Indica cannabis and inflammatory conditions
As mentioned above, inflammation and its associated health impacts are a major contributing factor to millions of deaths around the world each year. Inflammation in itself is not a bad thing. It is the body’s natural response to the threat of infection or injury. However, if inflammation does not recede over time, it can lead to or exacerbate chronic pain, arthritis and neuroinflammatory conditions.

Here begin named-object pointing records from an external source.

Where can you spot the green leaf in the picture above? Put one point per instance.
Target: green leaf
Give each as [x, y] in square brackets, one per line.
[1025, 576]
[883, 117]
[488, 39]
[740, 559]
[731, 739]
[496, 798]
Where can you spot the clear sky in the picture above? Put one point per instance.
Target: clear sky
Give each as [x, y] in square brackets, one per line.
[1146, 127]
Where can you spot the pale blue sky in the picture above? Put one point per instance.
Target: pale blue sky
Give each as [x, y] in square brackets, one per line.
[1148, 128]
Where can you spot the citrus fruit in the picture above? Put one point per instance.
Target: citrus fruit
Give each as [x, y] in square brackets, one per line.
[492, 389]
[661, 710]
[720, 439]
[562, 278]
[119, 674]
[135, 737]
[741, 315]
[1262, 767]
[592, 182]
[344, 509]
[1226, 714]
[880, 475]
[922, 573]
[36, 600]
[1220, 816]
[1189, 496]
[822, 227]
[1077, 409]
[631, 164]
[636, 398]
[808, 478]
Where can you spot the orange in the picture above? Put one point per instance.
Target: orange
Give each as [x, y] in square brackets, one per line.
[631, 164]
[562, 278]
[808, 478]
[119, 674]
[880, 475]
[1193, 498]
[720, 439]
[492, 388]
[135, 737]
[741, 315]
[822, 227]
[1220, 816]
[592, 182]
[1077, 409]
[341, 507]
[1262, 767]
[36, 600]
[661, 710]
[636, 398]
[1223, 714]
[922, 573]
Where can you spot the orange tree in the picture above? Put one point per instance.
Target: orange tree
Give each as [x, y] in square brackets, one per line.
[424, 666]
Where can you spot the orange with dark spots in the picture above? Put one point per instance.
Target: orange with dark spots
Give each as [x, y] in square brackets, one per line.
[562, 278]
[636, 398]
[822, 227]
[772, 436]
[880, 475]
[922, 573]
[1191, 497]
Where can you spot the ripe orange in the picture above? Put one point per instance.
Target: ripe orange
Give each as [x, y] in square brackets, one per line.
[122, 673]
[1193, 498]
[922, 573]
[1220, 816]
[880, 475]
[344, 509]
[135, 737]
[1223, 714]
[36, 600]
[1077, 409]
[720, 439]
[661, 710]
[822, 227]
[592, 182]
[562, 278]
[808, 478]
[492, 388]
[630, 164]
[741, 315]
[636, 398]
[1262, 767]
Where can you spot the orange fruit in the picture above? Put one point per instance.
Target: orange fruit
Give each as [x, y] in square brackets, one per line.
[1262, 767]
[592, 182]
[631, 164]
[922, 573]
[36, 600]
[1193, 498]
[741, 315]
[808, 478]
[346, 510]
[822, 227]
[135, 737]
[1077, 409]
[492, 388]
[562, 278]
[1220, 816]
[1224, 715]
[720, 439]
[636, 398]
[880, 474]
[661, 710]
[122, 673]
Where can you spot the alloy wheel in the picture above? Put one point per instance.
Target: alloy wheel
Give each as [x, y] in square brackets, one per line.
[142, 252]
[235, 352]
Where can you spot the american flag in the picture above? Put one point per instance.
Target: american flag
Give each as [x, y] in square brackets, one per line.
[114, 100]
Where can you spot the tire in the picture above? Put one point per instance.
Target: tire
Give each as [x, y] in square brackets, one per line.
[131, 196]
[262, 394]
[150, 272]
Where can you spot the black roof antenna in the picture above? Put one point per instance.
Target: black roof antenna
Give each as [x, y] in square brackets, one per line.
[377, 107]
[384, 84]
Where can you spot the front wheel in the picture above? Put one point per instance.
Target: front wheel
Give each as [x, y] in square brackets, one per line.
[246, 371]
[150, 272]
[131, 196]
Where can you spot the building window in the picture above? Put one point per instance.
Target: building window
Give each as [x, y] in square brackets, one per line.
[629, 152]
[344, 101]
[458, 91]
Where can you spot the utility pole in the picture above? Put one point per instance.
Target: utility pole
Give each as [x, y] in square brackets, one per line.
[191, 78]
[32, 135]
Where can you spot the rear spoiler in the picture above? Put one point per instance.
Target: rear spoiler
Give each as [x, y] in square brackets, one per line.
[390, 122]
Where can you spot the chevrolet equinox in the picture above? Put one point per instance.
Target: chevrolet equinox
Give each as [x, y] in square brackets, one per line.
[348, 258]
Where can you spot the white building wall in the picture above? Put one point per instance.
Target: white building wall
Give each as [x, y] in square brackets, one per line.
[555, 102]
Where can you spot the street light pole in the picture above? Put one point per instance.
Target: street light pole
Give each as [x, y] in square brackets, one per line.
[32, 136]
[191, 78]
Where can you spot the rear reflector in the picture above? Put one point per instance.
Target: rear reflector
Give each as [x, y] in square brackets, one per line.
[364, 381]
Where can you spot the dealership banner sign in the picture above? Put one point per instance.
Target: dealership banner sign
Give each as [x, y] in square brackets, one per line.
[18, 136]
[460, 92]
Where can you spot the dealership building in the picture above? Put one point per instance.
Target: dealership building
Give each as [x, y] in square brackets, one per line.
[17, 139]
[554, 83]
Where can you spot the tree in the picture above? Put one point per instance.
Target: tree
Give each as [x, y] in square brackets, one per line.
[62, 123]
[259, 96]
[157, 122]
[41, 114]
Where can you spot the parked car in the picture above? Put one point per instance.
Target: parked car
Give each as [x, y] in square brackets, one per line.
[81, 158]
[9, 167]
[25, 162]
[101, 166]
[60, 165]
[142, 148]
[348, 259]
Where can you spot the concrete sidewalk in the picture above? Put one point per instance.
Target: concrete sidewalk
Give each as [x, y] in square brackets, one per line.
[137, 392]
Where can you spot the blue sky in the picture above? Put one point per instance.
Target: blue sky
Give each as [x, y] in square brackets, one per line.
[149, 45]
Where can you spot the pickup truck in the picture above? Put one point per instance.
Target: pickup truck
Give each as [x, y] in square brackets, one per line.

Indica can help the body’s endocannabinoid system to prevent the breakdown of cannabinoids, which can help to reduce inflammation. This gives it greater control over the regulation of cytokine production (the cells that cause inflammation) and can help reduce unnecessary inflammation and pain. It can also help reduce oxidative stress levels in the body. A 2017 study also indicates that CBD may benefit the symptoms of conditions such as inflammatory bowel disease, cardiovascular disease, MS, Alzheimer’s and more.
Types of indica cannabis products for inflammation
Indica is available in a range of preparations including:
- Dried flowers
Due to the relaxing effects, it is recommended to take indica in the evening or at night and always check dosage instructions before use. As always, it is highly recommended to buy from a reputable source where you can be sure of exactly what you are getting and in what quantities.
Indica is a variant strain of the cannabis plant, long used in traditional medicine for its relaxing, anti-inflammatory and analgesic qualities. But is indica good for inflammation in a clinical sense? Recent scientific research is in its early stages. Still, it seems to bear out what anecdotal evidence has long been saying: that indica can help to reduce inflammation and pain and may have significant potential benefits for long-term sufferers. However, it must be added that clinical acceptance across the board might be some way off.
Even though the risks from indica are low, always consult your doctor or health care professional before taking any cannabis-related products.